Campaigners for an international tax on financial institutions have said that the £6 billion programme of spending cuts announced by the Coalition Government yesterday, are a sign of "profound injustice".
The Chancellor, George Osborne, and the Chief Secretary to the Treasury, David Laws, outlined the immediate spending cuts aimed at reducing Britain's £156 billion fiscal deficit, which is now the highest in the EU.
The plans included scrapping child trust funds and freezing civil service recruitment and will lead to £6.243 billion of cuts this year. £500 million of that will be reinvested in apprenticeships, further education and social housing, which means that around £5.7 billion will be directed towards paying down the fiscal deficit this year.
The main cuts are:
• Scrapping government contributions to the Child Trust Fund.
• A civil service recruitment freeze across all government departments and agencies.

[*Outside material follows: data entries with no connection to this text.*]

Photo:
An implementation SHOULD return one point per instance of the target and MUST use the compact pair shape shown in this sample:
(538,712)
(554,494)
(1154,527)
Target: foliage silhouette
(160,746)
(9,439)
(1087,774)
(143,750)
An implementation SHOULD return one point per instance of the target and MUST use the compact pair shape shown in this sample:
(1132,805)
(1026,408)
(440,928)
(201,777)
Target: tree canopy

• Full first-class travel, which cost £45 million in 2008-09, "should be avoided by public servants wherever possible".
• Quangos will have their budgets cut by £600 million. Others will be scrapped completely leading to job losses.
• Efficiency savings in discretionary areas like consultancy and travel costs; £95 million through savings in IT spending; and £1.7 billion from delaying and stopping contracts and projects with the 70 major suppliers to government.

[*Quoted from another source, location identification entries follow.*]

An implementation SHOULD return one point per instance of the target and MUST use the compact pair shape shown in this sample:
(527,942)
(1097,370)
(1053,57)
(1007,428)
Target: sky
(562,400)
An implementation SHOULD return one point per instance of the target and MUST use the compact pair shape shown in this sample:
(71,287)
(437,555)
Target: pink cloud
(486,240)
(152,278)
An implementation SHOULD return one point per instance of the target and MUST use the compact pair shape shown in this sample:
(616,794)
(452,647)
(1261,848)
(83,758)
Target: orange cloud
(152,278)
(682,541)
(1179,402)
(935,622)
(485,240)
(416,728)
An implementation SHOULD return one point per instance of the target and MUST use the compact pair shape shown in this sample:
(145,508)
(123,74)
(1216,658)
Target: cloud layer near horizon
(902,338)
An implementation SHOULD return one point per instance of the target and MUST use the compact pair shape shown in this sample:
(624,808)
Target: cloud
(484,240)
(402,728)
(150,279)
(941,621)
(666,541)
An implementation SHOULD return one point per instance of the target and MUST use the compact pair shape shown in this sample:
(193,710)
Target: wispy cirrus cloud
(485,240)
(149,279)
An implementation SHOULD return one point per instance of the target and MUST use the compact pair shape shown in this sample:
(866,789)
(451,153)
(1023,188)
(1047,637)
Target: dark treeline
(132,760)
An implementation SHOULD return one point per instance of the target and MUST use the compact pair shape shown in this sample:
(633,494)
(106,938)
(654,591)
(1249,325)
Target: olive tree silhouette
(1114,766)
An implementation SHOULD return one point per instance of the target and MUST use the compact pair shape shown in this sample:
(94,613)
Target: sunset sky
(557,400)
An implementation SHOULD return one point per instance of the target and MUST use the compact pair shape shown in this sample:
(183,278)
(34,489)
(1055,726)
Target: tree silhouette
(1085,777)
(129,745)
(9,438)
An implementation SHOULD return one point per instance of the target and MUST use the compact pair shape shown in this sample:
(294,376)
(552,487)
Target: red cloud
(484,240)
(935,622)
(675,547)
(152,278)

• £1.165 billion savings from local government which will be achieved by reducing grants to local authorities.
Owen Tudor, a spokesperson from the Robin Hood Tax campaign, said: “The spending cuts spelled out by George Osborne represent a profound sign of injustice. Those who bear no responsibility for the global recession will have to pay the price, while the financial sector, whose reckless behaviour has largely contributed to the mess which we are in, can continue business as usual.
“Cuts will not only affect a significant portion of public sector workers who will lose their jobs or see their pay frozen, but also the general public who will no longer be able to rely on essential public services.
“One way of avoiding these large-scale cuts would be to introduce a Robin Hood Tax on the financial sector, which would raise at least £20 billion a year in the UK alone. Such a tax would be fair as it would target a sector that played a pivotal role in the economic crisis and that has the financial resources to cope with a levy.”
Robin Hood Tax campaigners say that the revenue raised would help reduce the public deficit, protect public service jobs, tackle poverty at home and abroad, as well as fight climate change.
108 organisations including Ekklesia currently support the Robin Hood Tax campaign in the UK.